I say run what looks good to you. I have seen larger LGB F7's (I believe 1:25 scale?) with Piko roughly 1:32 hoppers behind it. Not the best look, but if you put a flatcar or 2 between them you wont notice it much. That is one of the bigger differences I have seen. 

I believe Piko and LGB oversize the steam engines a little because many real life steam locos were not that big. Modern diesels dwarf them in size. (Please don't mention Challengers and larger steam... I'm talking about smaller models like what LGB and Piko American products are.) Though some of those newer Piko European steam locos are getting to be bigger locos! (and nicely detailed too... some even have real Buhler motors, even after EVERYONE else no longer uses them.)
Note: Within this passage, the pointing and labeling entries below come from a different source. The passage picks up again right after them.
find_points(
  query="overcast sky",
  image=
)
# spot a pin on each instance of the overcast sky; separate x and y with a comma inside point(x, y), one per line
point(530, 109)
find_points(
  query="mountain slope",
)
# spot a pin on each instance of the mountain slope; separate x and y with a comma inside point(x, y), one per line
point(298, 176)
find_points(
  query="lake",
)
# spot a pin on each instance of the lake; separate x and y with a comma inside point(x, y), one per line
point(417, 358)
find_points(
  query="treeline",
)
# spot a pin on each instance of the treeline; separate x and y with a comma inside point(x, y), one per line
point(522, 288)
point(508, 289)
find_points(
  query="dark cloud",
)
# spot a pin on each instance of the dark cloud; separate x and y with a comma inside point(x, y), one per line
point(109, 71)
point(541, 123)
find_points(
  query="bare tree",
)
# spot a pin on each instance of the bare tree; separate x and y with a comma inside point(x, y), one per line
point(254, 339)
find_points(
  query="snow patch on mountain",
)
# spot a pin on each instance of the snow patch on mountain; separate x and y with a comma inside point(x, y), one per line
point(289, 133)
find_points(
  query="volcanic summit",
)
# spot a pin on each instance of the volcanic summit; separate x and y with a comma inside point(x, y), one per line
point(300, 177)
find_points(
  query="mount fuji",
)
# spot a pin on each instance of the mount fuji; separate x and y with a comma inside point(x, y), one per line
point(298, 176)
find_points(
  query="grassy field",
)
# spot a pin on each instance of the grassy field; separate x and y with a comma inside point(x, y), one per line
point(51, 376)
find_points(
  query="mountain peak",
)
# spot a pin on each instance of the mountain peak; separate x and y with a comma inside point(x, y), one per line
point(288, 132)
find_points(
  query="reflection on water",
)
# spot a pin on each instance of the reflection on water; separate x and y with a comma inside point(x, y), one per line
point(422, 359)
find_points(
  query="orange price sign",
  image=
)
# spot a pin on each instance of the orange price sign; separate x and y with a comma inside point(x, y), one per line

I have been told the Piko regular cupola caboose is a 1:22.5 scale caboose. The real thing must have been quite small! It looks fine next to most brand products.


----------



## Treeman (Jan 6, 2008)

ARGluck said:


> Thanks for the info. The picture switcher and car make me worry.
> 
> Lets says we have a LGB Stainz, Piko 2-6-0 Mogul, and an USA trains GP-38 side by side. Will I noticed much of a difference?
> 
> I guess I'm a little less worried about rolling stock because at least it's costing me much less though the worry is still there.


Where would you see a Stainz and a GP-38 next to each other.


----------



## Dave Meashey (Jan 2, 2008)

Mike;

I think he just means the models. It would be very difficult with the prototypes.

Regards,
David Meashey


----------



## Chris Scott (Jan 2, 2008)

ARGluck:

Great software tool:

Handy Converter for Model Railroaders:
https://stanstrains.com/SoftwareHandyConverter.htm


Here's another site with a really good and practical way to compare scales:

Sizes of model trains or model train scales:
[url]https://dfarq.homeip.net/sizes-of-model-trains/#ixzz56ugVLeM6[/URL]


----------



## Treeman (Jan 6, 2008)

Take a look at a real mixed freight today. You will see many different car heights, lengths and weight capacities. Much of this is when they were built. My point different sized cars can go together. You just need to run what you like the look of.


----------



## Greg Elmassian (Jan 3, 2008)

ARGluck, did you ever "decide" on your scale preference?

You also referred to building locomotives, just curious as to what types, and if any pictures, we are always interested to see these things.

Greg - 78


----------